Awareness of danger raised following Highway 3 accident in Hosmer

Awareness of danger raised following Highway 3 accident in Hosmer

Sparwood Mayor Wilks said an increase in visibility could have potentially prevented the accident

Government officials in the Elk Valley are working on solutions to improve safety for buses stopping on busy motorways, following an accident involving a school bus, yesterday.

The accident took place on Highway 3 in Hosmer, between Fernie and Sparwood.

The collision involved a semi, a motorhome and a school bus, and left the driver of the motorhome with serious injuries.

According to RCMP, the school bus had stopped on Highway 3 in Hosmer, near Lynch Road and the Snowy Peaks RV trailer court. A motorhome travelling on the highway came to a stop, however a transport truck travelling in the same direction as the motorhome failed to stop, rear-ended the motorhome and caused it to collide with the school bus.

There were reportedly two children on the bus at the time, but they were not injured.

Look back: No children injured in accident involving school bus near Hosmer

In reflection of the accident, Sparwood Mayor David Wilks and Regional District of East Kootenay (RDEK) Area A Director Mike Sosnowski admitted they don’t know the exact solution to the problem, but both conceded that the situation could have been a lot worse.

“We got lucky, that’s all – that’s all you can say, is we got lucky,” said Sosnowski.

Sosnowski suggested that perhaps the bus could have pulled off into Snowy Peaks RV trailer court to avoid stopping on the highway. He added he would be following up with School District 5 in regards to their policy and procedures concerning buses stopping on the highway.

Wilks stated that the bus driver did everything he/she was supposed to; stop traffic and allow students to leave the bus and cross the highway safely.

“The buses are required to stop on the highway,” said Wilks. “It stops traffic. If there’s children that have to cross the highway, they cross safely.”

The mayor admitted that in a 100 km/hr zone, things can go wrong very quickly.

He believes an increase in visibility could have potentially prevented the accident.

“I don’t know what the answer is, I really don’t, but visibility is one thing, and we’ve done some really good improvements with school buses over the years, but maybe we need to do more,” said Wilks.

He referenced how much the visibility of emergency vehicles has evolved over the years, to where their lights are now high-visibility LEDs. These, he said, you can see from a long way off.

Wilks suggested that perhaps the next step is to go to the provincial government in order to mandate that all school buses in B.C. have LED strobe lighting installed on the front, roof and rear of the vehicle.

“It’s not going to stop accidents from happening but what you’re trying to do is eliminate, as best you can, what happened yesterday,” he said.

Asked if overhead signage with ‘bus stops here’ was a viable solution, Sosnowski said that frequent stops could possibly make this project too large to tackle. Adding to this, Wilks explained that although there are currently students living in the trailer court, he suggested that this might not always be the case, and signage like this could become irrelevant.

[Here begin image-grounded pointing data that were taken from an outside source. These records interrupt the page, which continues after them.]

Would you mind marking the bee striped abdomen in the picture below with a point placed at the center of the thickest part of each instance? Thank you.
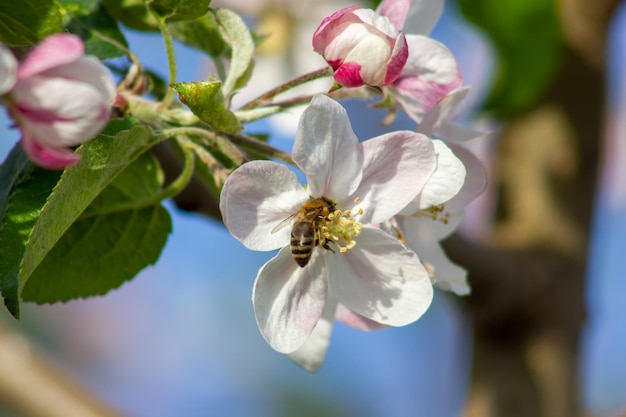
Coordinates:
(302, 241)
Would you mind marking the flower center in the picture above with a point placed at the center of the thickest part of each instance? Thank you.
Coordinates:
(339, 228)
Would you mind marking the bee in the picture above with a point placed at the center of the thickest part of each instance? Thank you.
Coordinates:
(305, 231)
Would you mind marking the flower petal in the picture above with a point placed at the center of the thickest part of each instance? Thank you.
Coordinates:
(327, 150)
(475, 179)
(395, 168)
(429, 74)
(53, 51)
(8, 69)
(380, 279)
(324, 33)
(444, 183)
(423, 235)
(356, 321)
(412, 16)
(48, 158)
(256, 198)
(312, 353)
(288, 300)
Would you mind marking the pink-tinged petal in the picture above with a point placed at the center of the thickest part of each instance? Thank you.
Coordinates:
(396, 11)
(444, 183)
(429, 74)
(349, 75)
(323, 34)
(423, 235)
(89, 70)
(288, 300)
(398, 59)
(396, 167)
(8, 69)
(357, 321)
(59, 112)
(256, 198)
(327, 150)
(454, 132)
(48, 158)
(475, 179)
(312, 353)
(53, 51)
(444, 109)
(380, 279)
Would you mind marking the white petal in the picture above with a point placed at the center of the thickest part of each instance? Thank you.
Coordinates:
(256, 198)
(357, 321)
(429, 74)
(288, 300)
(311, 355)
(423, 235)
(380, 279)
(327, 150)
(395, 168)
(420, 17)
(475, 179)
(8, 69)
(443, 184)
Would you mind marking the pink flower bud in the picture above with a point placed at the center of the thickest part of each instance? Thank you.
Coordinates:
(61, 99)
(362, 47)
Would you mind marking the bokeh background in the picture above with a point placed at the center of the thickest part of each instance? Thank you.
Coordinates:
(181, 339)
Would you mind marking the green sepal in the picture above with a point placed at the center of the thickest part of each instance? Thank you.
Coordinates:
(205, 100)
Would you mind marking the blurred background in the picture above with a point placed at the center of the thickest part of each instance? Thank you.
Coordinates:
(181, 339)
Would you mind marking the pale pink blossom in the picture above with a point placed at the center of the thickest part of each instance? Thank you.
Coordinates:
(60, 99)
(431, 70)
(362, 47)
(389, 48)
(367, 270)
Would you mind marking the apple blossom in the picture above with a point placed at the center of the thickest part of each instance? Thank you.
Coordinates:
(60, 98)
(426, 208)
(8, 69)
(389, 48)
(361, 267)
(431, 71)
(362, 47)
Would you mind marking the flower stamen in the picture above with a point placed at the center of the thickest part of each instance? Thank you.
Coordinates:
(340, 228)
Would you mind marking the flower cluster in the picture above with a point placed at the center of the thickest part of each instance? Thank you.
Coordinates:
(350, 251)
(58, 97)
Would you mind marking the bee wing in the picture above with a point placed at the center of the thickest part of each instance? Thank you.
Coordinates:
(284, 223)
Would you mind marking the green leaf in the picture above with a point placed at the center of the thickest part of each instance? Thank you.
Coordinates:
(79, 7)
(27, 22)
(100, 33)
(114, 239)
(205, 99)
(201, 33)
(237, 35)
(23, 191)
(175, 10)
(528, 43)
(102, 160)
(134, 14)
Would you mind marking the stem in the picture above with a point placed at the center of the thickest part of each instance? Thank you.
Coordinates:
(255, 145)
(171, 190)
(268, 96)
(171, 56)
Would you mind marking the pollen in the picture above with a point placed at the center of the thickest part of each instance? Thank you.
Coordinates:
(340, 228)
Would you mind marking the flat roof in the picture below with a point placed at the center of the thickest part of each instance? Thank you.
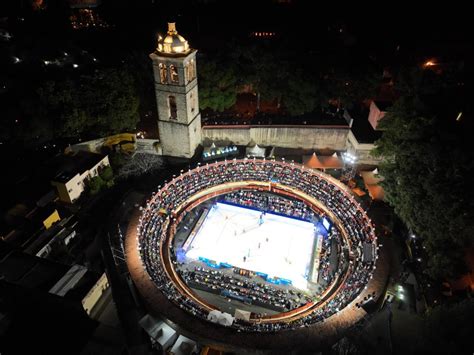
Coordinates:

“I think, personally, you focus on the school bus and you see how you can make it even better,” said Wilks.

In a meeting with the RDEK Thursday evening, Wilks proposed to bring this matter back to the board next month to further discuss solutions.

The Free Press previously reported that the RDEK was making plans to install a new intersection in the area of where the accident occurred, in order to improve safety for those turning off the highway.

Currently the stretch of Highway 3 that passes through the town of Hosmer is two-lane only, with no dedicated turning lanes close to several residences and a trailer court.

The stretch of highway is known by locals as dangerous, as any eastbound traffic wishing to turn left off of the highway into Snowy Peaks RV trailer court must rely on those behind them to stop, or pull around them using the shoulder of the highway. In addition, anyone wishing to leave the trailer court bound for Fernie do not have a dedicated merging lane. All of these issues aim to be addressed in the new project.

Look back: Proposed Hosmer intersection set to improve safety

Sosnowski said the design for the new intersection is nearly complete, and that the RDEK has committed to their funding contribution of $1M. He said they are now waiting for the Province to commit to their portion of the funding.